C-ERO · Competitive Entity Representation Optimization

C-ERO parte da una decisione aziendale, non da una dashboard.

C-ERO applicato a lancio prodotto, nuovi mercati, posizionamento, intelligence competitiva, brand, e-commerce, B2B e investimenti digitali.

Capitolo
6 di 10 · Applicazioni
A chi si rivolge
CEO, amministratori, marketing, e-commerce, business development, prodotto, export e responsabili digitali
Fictilis
Metodologia proprietaria · Specifica Fondativa 1.0

Non esiste una sola “analisi AI”

Un progetto C-ERO deve partire da una domanda aziendale concreta.

La focal entity, le query, le superfici, i competitor, i rival, le metriche e persino il livello di approfondimento dipendono da quella domanda.

La stessa impresa può quindi avere più progetti C-ERO con obiettivi differenti.
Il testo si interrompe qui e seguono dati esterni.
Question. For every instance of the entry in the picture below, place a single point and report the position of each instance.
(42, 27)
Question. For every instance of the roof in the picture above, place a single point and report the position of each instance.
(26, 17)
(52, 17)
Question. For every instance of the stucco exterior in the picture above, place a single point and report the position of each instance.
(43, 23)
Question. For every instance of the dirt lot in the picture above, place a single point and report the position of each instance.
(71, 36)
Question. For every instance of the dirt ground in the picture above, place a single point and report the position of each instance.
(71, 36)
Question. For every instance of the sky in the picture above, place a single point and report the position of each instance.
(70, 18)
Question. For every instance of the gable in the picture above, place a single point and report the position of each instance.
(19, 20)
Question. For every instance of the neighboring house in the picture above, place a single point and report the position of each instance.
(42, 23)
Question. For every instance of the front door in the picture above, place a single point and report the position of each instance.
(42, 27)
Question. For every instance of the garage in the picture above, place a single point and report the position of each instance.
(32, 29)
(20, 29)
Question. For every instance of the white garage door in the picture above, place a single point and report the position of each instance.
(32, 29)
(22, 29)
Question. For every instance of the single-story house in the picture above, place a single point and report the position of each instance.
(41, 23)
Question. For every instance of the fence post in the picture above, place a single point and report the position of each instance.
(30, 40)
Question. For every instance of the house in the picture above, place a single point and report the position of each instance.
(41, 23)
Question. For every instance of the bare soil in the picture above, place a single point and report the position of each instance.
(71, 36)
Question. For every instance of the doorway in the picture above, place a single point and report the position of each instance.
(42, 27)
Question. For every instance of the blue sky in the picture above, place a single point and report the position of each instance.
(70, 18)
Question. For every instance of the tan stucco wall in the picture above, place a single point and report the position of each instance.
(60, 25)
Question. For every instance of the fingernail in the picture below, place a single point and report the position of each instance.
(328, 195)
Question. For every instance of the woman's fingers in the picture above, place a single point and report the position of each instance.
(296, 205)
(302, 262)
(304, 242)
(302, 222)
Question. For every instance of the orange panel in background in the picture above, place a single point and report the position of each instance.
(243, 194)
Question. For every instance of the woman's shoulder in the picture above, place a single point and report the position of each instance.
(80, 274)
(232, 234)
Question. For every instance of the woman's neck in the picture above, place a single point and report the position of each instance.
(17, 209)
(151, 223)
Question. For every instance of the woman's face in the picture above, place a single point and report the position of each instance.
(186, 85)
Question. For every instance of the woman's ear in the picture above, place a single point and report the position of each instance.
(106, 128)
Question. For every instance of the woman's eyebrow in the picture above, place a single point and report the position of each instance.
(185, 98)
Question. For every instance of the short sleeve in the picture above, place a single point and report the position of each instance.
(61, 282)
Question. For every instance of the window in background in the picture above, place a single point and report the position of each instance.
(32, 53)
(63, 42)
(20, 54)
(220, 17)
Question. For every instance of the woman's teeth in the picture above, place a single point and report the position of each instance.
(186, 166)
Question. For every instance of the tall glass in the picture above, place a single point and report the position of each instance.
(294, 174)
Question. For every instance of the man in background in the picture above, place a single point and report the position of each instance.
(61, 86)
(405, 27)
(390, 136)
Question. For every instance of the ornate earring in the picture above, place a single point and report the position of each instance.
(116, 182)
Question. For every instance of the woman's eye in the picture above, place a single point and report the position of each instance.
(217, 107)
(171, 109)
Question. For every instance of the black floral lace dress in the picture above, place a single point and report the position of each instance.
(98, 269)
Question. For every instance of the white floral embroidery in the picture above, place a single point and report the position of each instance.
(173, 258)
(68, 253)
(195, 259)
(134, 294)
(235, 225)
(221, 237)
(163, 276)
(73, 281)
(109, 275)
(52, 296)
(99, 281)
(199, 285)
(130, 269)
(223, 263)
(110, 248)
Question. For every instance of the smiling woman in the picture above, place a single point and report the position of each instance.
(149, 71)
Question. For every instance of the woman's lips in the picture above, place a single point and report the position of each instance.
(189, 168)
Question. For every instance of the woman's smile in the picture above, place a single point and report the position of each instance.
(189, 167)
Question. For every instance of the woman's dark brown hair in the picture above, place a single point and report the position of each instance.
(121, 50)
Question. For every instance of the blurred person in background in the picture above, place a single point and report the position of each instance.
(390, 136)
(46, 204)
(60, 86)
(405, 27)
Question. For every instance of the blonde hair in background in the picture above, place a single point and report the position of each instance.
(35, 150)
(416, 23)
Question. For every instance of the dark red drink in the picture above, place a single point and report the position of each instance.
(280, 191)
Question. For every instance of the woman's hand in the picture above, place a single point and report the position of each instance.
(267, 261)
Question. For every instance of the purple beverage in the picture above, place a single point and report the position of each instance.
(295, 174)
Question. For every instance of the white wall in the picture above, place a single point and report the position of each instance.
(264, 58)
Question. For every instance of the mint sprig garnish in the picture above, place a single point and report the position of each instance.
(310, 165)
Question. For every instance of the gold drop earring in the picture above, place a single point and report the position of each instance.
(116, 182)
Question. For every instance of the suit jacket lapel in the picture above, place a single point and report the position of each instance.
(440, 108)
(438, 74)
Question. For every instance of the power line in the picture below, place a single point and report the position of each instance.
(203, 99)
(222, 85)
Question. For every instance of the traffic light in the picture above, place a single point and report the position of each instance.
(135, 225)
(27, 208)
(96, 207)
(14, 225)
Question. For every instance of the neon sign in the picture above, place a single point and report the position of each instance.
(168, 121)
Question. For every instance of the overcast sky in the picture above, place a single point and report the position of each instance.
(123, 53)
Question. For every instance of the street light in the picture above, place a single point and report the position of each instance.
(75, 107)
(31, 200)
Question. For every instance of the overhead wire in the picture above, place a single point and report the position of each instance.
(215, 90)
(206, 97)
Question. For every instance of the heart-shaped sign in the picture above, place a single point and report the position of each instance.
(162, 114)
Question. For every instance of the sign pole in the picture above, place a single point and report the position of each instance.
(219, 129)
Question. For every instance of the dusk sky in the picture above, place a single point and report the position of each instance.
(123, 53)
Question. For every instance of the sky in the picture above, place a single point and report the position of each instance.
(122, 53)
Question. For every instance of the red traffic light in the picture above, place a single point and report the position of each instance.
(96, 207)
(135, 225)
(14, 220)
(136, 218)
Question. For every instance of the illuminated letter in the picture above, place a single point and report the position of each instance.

La metodologia rimane la stessa.

Cambia ciò che dobbiamo decidere.

1. Lancio di un nuovo prodotto

La domanda aziendale

Il prodotto che abbiamo costruito è anche il prodotto che il mercato digitale sta comprendendo?

Cosa osserviamo

  • recupero;
  • categoria associata;
  • riconoscimento del nome;
  • attributi;
  • casi d'uso;
  • citazioni;
  • alternative presentate;
  • inclusione nei confronti;
  • raccomandazioni;
  • fonti che sostengono la descrizione.

Possibili interventi

  • scheda prodotto;
  • specifiche;
  • descrizione;
  • dati strutturati;
  • relazione tra prodotto, brand e produttore;
  • pagina categoria;
  • pagine comparative;
  • documentazione;
  • FAQ;
  • contenuti applicativi;
  • architettura interna.

Perché serve

Un prodotto può essere commercialmente valido e tuttavia collocato male nella rappresentazione.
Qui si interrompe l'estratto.